Re: YAC: Widse -- a conlang based on Ygyde
From: | Christophe Grandsire <christophe.grandsire@...> |
Date: | Wednesday, January 29, 2003, 10:43 |
En réponse à Tristan <kesuari@...>:
> (I tried sending this message with a different email client yesterday
> and it never seemed to get through. If it did and I just never saw it
> or
> any responses to it, my apologies.)
>
It's the only copy of this message I've received so far, so indeed it seems it
didn't get through.
>
> (bsa-Idsiem /feim/ is the past tense of dsiem /ji~:/, meaning 'to
> write'. The derive from 'eba idyme' and 'idyme', respectively.)
>
Well, you seem to have an extreme taste in onset reduction ;)))) .
>
> But I mean, take a look at 'ida o ilu'.* It becomes 'dsoilu' /v\y/ (if
> that isn't a wasteful orthography, I don't know what is).

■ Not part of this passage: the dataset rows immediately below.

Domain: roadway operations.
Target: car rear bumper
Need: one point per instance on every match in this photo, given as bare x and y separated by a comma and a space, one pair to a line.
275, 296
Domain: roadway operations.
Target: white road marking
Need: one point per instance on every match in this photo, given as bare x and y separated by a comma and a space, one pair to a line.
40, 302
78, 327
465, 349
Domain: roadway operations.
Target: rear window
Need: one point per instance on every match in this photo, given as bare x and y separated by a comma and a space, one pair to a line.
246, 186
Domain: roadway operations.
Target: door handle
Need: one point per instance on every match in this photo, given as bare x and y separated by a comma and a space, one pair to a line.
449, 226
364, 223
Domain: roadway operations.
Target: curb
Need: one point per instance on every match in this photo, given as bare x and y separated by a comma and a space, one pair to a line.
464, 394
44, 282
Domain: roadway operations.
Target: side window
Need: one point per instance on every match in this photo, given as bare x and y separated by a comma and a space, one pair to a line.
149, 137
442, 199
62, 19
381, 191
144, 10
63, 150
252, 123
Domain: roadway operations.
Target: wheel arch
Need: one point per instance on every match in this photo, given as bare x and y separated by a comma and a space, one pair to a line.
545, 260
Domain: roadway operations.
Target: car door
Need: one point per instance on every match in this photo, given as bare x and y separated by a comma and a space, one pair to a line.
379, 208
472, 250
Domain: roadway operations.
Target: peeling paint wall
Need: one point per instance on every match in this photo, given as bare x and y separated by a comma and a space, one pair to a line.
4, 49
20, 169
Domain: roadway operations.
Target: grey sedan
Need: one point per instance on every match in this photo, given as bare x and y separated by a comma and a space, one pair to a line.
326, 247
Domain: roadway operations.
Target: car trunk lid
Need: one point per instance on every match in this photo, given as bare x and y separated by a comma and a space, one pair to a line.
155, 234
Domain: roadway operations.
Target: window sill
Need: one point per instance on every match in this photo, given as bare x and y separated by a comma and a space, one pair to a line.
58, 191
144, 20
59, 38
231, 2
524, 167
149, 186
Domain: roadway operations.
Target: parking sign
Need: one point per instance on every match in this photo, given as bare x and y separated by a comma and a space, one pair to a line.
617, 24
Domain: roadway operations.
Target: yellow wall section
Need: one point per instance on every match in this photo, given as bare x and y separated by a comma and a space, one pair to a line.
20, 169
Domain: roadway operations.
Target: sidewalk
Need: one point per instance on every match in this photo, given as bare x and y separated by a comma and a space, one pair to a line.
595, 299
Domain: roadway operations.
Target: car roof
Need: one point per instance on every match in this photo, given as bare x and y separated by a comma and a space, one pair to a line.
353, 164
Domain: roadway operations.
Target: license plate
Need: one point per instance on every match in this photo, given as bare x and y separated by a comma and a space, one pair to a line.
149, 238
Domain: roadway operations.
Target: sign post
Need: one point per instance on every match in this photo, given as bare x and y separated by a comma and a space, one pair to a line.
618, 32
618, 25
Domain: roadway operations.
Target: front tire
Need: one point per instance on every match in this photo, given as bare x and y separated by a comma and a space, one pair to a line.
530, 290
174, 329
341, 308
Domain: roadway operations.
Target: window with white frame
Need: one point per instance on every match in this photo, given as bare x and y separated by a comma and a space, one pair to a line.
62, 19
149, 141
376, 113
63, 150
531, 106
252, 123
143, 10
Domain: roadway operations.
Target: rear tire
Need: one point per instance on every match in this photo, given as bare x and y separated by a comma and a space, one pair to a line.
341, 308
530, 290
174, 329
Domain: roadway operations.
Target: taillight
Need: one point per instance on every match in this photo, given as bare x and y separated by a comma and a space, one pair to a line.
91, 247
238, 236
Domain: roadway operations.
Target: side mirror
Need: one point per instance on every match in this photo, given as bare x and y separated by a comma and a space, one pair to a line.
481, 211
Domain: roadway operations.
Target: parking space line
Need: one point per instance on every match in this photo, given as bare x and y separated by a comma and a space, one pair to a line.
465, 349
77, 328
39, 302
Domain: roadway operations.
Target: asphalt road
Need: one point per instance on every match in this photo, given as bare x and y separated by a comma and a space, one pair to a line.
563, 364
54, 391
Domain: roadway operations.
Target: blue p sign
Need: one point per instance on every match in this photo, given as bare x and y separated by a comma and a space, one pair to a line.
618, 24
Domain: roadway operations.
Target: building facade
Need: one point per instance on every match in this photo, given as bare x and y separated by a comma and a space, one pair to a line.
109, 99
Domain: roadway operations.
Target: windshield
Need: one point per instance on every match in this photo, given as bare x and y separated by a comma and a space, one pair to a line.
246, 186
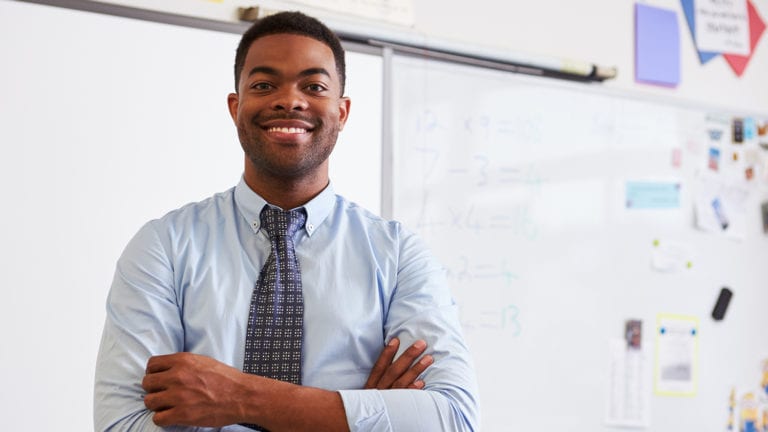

Now, if we
> add
> rolosofimabelaka to the end, so we have 'ida o ilurolosofimabelaka',
> this would end up becoming something like /De:s`o~:foug/ or
> /Te:Cr\`o~:fouk/, partly because I enjoy metathesis, but mainly
> because
> I've already have too many rules from the creation of words like Jaug,
> iIjaug and Mefe and the pronouns. (And yes, I had considered the
> delete-interconsonantal-high-vowels rule.)
>
And also partly because you're as evil as I am ;))) <Mwahahahahaha!!!> .
> * The I's may or may not be Y's. It doesn't matter; they behave
> identically. Any language stupid enough to distinguish /I/ and /i/ by
> nothing more than the fact that one's [I] and the other [i] gets only
> what it deserves, and Ygyde is stupid enough to do that.
>
LOL.
> Anyway, a creole means I can have not one, not two, but fourty-five
> thousand, three hundred and sixty-nine different -ough-like things
> floating around my language.
Well, even without a creole you probably can do it ;) .
(At least. If I get a trapezoidal tuit.
> Round tuits just don't cut it any more.)
>
What's a tuit?
>
> Oh? What's so special about Tibetan?
>
Basically, Tibetan is what happens when you didn't have any spelling reform in
the last thousand years ;))))) . Tibetan is written with wild-looking consonant
clusters, while its syllable structure is today more like CVC and a tone. And
the shape of the consonant clusters, according to extremely complicated rules,
indicates both the actual pronunciation of the consonants as well as the
tone :) .
>
> Okay, maybe the rule is 'Anything you can think up, some natlang out
> there's already thought of and done it ten-times worse or ten natlangs
> have thought it up and done it much the same as you'. Or maybe they're
> just pre-historic languages. Who knows, maybe the Japanese invent a
> time
> machine and go back in time and spread their language and
> Pre-Nostratic
> is really some deviant form of Japanese?
>
Hehe, maybe Proto-World is! That would be a funny answer to the problem of
language genesis (and who knows, this Proto-World could be one of our
conlangs ;)))))) ).
Christophe.
http://rainbow.conlang.free.fr
Take your life as a movie: do not let anybody else play the leading role.